Integrating AI With Remote Sensing For Mineral Prospectivity Mapping
DOI:
https://doi.org/10.64252/6h0xw008Keywords:
Mineral Prospectivity Mapping, Artificial Intelligence, Remote Sensing, Machine Learning, Geological Exploration, Supervised Classification, Data Integration.Abstract
Mineral prospectivity mapping (MPM) is an essential part of mineral discovery, which has conventionally gone through a process dependent on geoscience experience and manual data interpretation. Due to the swift development of remote sensing-based technologies and artificial intelligence (AI), in particular, machine learning (ML) and deep learning (DL), the study of the mineral-rich zones has undergone a paradigm shift. The proposed method of incorporating AI in remotely provided sensory data can be used to automate and improve the precision of MPM, so this paper tries to discuss that.
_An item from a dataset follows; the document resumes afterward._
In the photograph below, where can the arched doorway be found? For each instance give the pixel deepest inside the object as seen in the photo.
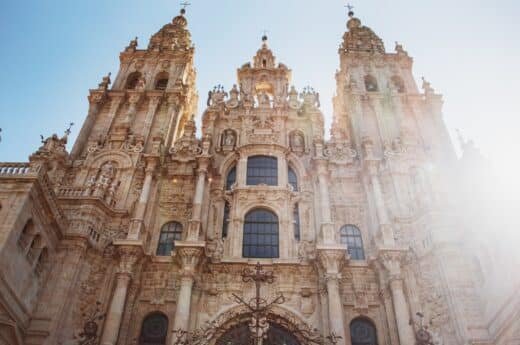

The approach relies on spectral, geological, and topographical data, which are satellite-derived and processed via the application of supervised machine learning algorithms, to provide the indication of the priority of potential mineral areas. The suggested system was applied on a well documented area of mineralization where the results have shown that the effectiveness of AI models to the conventional method is far superior to the traditional in terms of accuracy of the prediction and spatial generalization. The paper demonstrates the usefulness of such an integration that could be used as an aid by geologists during decision-making exercises reducing field survey expenditures and maximising the exploration expenses.